While we're on the soup kick, I thought I'd add my latest favorite (up until the new tomato soup recipe, of course). It's not super simple, but the results are totally worth the half-hour or so in the kitchen. Very creamy and satisfying. NOT, however, healthy, I wouldn't think.
Ingredients:
1 tablespoon olive oil
7 small boneless, skinless chicken thighs (I used chicken breasts instead)
2 tablespoons butter
1 large onion, chopped
2 celery ribs, sliced
2 carrots, sliced
5 cups low-sodium chicken broth (I used water with chicken boullion b/c I had it)
2 teaspoons chopped fresh thyme OR 1/2 teaspoon dried thyme
Salt
Pepper
1/2 cup heavy cream
2 tablespoons cornstarch
1 (10.2 oz) can refrigerated buttermilk biscuits
All purpose flour (for dusting buscuits)
1 tablespoon fresh lemon juice
1/4 cup fresh chives or parsley
1. Heat olive oil in a large pot over medium-high heat.
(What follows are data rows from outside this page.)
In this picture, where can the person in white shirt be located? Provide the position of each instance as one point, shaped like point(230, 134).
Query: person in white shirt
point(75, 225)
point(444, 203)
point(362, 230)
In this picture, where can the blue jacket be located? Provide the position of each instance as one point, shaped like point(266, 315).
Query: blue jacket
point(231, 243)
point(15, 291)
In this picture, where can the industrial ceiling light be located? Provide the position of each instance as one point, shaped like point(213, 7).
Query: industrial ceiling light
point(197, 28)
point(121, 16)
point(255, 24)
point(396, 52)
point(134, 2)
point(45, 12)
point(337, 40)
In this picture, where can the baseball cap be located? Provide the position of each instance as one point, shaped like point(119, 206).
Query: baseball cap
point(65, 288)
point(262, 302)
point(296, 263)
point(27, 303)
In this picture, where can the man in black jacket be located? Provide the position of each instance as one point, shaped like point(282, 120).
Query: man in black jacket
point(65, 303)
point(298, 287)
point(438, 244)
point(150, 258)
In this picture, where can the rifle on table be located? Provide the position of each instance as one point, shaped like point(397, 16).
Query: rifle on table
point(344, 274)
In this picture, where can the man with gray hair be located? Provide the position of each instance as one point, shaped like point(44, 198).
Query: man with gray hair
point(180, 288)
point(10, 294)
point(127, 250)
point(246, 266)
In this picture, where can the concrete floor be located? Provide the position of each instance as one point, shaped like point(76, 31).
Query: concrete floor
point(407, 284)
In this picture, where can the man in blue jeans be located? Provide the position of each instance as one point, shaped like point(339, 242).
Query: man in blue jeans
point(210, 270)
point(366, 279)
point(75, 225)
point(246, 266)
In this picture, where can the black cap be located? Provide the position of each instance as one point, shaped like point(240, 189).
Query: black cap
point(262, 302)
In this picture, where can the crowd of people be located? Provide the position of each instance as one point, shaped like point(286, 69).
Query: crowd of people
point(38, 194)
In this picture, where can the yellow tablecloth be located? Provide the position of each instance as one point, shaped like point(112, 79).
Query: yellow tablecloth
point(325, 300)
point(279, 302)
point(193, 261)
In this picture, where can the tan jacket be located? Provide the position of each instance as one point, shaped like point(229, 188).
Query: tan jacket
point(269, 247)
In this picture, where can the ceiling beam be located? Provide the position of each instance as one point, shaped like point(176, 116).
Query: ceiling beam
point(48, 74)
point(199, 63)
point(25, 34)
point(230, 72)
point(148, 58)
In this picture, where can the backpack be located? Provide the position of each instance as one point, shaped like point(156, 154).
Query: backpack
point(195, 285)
Cook chicken 6 minutes on each side or until lightly browned. (Chicken may not be cooked all the way through, but that's okay b/c it will finish up when in broth.) Cut chicken into bitesize pieces and set aside.
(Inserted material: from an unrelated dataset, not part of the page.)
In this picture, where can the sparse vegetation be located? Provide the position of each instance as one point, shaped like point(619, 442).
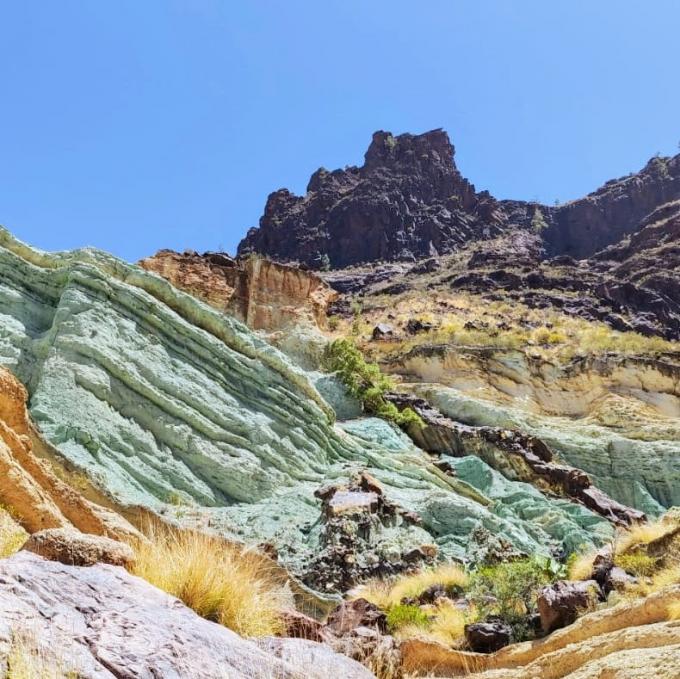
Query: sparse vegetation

2. Sautee onion, celery, and carrots in the butter for 3 minutes. Stir in broth and next 3 ingredients. Bring to boil and reduce heat. Simmer, covered, 5 minutes.
3. Whisk together cream and cornstarch in a small bowl; stir into simmering broth.
4. Cut each biscuit into quarters and dredge pieces in flour, shaking off excess. Add biscuits to broth and cook, partially covered, 3 minutes on each side or until biscuits are firm to the touch (I think it takes a little longer than 3 minutes, but what do I know?)
5. Add chicken, lemon juice, and chives to broth; simmer until chicken is heated through. Season with additional salt and pepper, if desired.